Adding tags hstore GIN indexes to the OSM database on osmdb.eqiad.wmnet for performance
Open, Needs TriagePublic

Description

Short version

I'd like somebody to add these indexes to osmdb.eqiad.wmnet

CREATE INDEX planet_osm_polygon_tags_index ON planet_osm_polygon USING gin (tags)
CREATE INDEX planet_osm_point_tags_index ON planet_osm_point USING gin (tags)
CREATE INDEX planet_osm_line_tags_index ON planet_osm_line USING gin (tags)

It would speed up database queries based on OSM tags.

Long version

I'd like to switch to using the Wikimedia OSM tile server database running on osmdb.eqiad.wmnet for my OSM/Wikidata matcher.

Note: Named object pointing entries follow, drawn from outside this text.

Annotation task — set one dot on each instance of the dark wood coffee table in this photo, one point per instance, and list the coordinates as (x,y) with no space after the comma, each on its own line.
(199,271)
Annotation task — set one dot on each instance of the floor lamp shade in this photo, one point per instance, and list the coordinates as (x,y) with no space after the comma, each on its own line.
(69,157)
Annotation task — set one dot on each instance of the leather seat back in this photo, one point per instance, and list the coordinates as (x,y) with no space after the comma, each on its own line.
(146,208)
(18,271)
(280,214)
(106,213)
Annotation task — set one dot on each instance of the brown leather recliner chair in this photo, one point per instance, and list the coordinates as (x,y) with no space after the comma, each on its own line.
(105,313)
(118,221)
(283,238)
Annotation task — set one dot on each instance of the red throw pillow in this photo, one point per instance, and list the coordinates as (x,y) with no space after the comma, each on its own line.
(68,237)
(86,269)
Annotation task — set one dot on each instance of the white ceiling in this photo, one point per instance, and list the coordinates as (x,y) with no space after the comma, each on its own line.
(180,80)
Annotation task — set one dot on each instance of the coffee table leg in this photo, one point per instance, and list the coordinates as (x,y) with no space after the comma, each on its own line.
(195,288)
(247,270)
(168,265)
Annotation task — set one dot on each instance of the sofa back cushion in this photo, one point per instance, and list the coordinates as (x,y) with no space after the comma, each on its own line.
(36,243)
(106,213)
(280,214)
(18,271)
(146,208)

I don't have the resources to maintain my own OSM tile server database, so currently my code uses the Overpass API to download the requested area and load it with osm2pgsql into a temporary database, then use that database to look for matches.

This works but it is can take a few minutes to download data from the Overpass API. My code splits large areas into smaller chunks for download to avoid triggering a timeout. I don't import roads because it would make my database too big, so I'm missing some matches.

Using the Wikimedia tile server database means I can avoid the OSM data loading stage of the matching process. This makes the software simpler, there is less to go wrong, and it finds more matches.

The problem with using the Wikimedia tile server database is that the tags hstore field isn't indexed. My queries to look for matches are slow. Most queries take a second, some can take 10 seconds. To process an area with 5,000 matches would take over 80 minutes. This is slower than my existing implementation.

When I download from Overpass and import the OSM data into PostGIS I pass a parameter to osm2pgsql so it creates indexes on the tags hstore field. My database queries are much quicker when the tags field is indexed.

It would be great if osmdb.eqiad.wmnet could have the tags field indexed, so querying by tag is fast. The existing database can be modified to add the indexes like this:

CREATE INDEX planet_osm_polygon_tags_index ON planet_osm_polygon USING gin (tags)
CREATE INDEX planet_osm_point_tags_index ON planet_osm_point USING gin (tags)
CREATE INDEX planet_osm_line_tags_index ON planet_osm_line USING gin (tags)

This will hold a write lock on the database table, it might be a good idea to pause the process that loads the planet diffs from OSM. The tables are still available to read while the indexes are created.

A different approach would be to create a new database from a planet dump using osm2pgsql. If the parameter --hstore-add-index is passed to osm2pgsql it will create the appropriate indexes.

If the database is being recreated with osm2pgsql it might also be good to add the --hstore-all parameter. This change would make the database bigger because some data would be duplicated, but it makes the database simpler to query because all tag information is stored in the tags hstore field. For example with this change the name tag would be stored in the name column and the tags field.

Thanks for taking the time to read my change request.

Event Timeline

OSM is PostreSQL which is not maintained by the DBA team.

This should be pretty easy in theory for the 'fresh' script but...... @MSantos eeh.. any idea how to puppetize a database scheme change like this ?

In Kartotherian we add indexes like that during initial import.

You can also add SQL to the files used by OSM databases and create a script to execute the index creations as we do to ensure grants.

Someone with the production credentials still need to run the script as root/postgres or any DB user with the DB level permission to create indexes, and the script should be added to the same script that created the database in the first place. I'm not aware if it's using the same settings available for the kartotherian stack.